The Trump administration is considering expanding the ethanol waiver in the Clean Air Act (CAA) to allow E15 fuel (gasoline containing up to 15% ethanol) to be sold year round. The Environmental Protection Agency has indicated that it has been exploring this action as well, and the ethanol industry has been lobbying for years in pursuit of this change. There’s just one problem: EPA does not have the authority to expand the waiver, only Congress can do so by changing the law.
The CAA explicitly states that during the “high ozone season,” which EPA defines as June 1st to September 15th, it is illegal to sell any fuel with a volatility measurement above a specified statutory level (42 USC 7545(h)(1)). The term for the measure of fuel volatility is Reid Vapor Pressure (RVP), and it is expressed in pounds per square inch (psi). Fuel volatility measures a fuel’s propensity to evaporate. Fuels that evaporate more readily contribute more pollutants to the air, which is why Congress elected to set a maximum volatility level. In nonattainment areas, or areas where pollutants regulated under the Clean Air Act exceed maximum levels, the CAA requires EPA to set maximum RVP levels below the standard maximum of 9 psi.

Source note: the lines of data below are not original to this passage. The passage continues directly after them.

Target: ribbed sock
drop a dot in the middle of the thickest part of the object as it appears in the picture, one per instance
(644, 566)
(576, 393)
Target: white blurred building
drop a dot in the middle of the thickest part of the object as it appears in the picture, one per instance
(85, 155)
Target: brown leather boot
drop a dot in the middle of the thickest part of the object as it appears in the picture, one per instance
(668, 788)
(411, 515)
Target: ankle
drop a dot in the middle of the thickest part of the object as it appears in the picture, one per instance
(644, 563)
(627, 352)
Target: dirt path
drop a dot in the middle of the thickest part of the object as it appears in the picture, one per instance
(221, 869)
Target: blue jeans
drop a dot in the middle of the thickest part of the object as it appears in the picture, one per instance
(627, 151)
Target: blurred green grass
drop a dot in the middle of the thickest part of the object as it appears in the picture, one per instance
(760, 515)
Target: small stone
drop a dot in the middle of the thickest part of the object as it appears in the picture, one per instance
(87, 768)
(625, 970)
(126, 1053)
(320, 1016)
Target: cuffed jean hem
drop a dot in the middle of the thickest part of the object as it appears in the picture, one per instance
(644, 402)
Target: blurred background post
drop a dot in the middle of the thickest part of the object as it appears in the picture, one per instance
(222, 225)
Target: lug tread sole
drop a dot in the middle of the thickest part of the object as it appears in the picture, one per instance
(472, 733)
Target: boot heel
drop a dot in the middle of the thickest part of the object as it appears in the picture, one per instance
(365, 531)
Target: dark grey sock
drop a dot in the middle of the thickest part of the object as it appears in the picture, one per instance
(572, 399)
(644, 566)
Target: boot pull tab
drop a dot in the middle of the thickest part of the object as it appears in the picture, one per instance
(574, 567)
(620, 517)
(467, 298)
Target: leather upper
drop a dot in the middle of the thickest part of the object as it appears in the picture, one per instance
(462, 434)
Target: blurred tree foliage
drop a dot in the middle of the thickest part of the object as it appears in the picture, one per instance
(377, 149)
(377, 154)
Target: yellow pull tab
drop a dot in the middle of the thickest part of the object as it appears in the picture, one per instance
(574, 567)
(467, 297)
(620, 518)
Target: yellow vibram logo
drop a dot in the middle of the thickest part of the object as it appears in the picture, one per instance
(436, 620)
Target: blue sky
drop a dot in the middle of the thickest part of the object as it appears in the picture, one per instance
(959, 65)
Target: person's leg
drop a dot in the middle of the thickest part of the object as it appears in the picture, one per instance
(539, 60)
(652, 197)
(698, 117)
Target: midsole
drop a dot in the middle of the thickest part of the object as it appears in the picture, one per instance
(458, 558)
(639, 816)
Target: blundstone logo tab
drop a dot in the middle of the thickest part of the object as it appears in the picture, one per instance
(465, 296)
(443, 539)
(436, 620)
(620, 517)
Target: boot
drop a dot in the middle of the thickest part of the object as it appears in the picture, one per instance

This CAA mandate represents a problem for fuel blends containing ethanol because ethanol is more evaporative than pure gasoline. Many ethanol blends cannot meet the RVP maximum of 9 psi (or the lower non-attainment psi maximum) and thus may not be sold during high ozone season. To allow for ethanol sales, Congress created a special waiver for certain ethanol blends (42 USC 7545(h)(4)). This waiver allows for a one pound allowance above the maximum RVP for fuel blends containing gasoline and 10 percent ethanol (so 10 psi rather than 9 psi for the standard RVP level). This waiver explicitly applies only to fuel blends containing gasoline and 10 percent ethanol, no others.
In recent years the ethanol industry received approval for and began selling fuel blends containing gasoline and 15 percent ethanol. However, according to the plain text of the CAA ethanol waiver, E15 does not qualify for the one pound RVP allowance. EPA recognized this distinction and continues the prohibition on the of the sale of E15 in large parts of the country during the high ozone season from June to September.
The biofuel industry argues that this is unfair and that E15 should be able to be sold year round. Whatever your opinion on the merits of that assertion, there is no question that as a statutory matter the ethanol waiver only applies to E10 fuel blends. While administrative agencies are given plenty of leeway to interpret statutory language that is ambiguous or unclear, this is not such a case. Congress allows the waiver only for E10. Thus, the EPA cannot administratively expand the one pound waiver to cover E15, Congress must change the law. Indeed there have been several pieces of legislation introduced to do just that.
Under the previous administration, a bad habit was developed of disregarding the plain language of statutes to push policy changes over the objections of Congress. This was rightly decried as illegal executive overreach, fundamentally undermining the rule of law. The Trump administration should refrain from developing a similar habit. If the ethanol industry wants to expand their Clean Air Act waiver, they need to get it from Congress.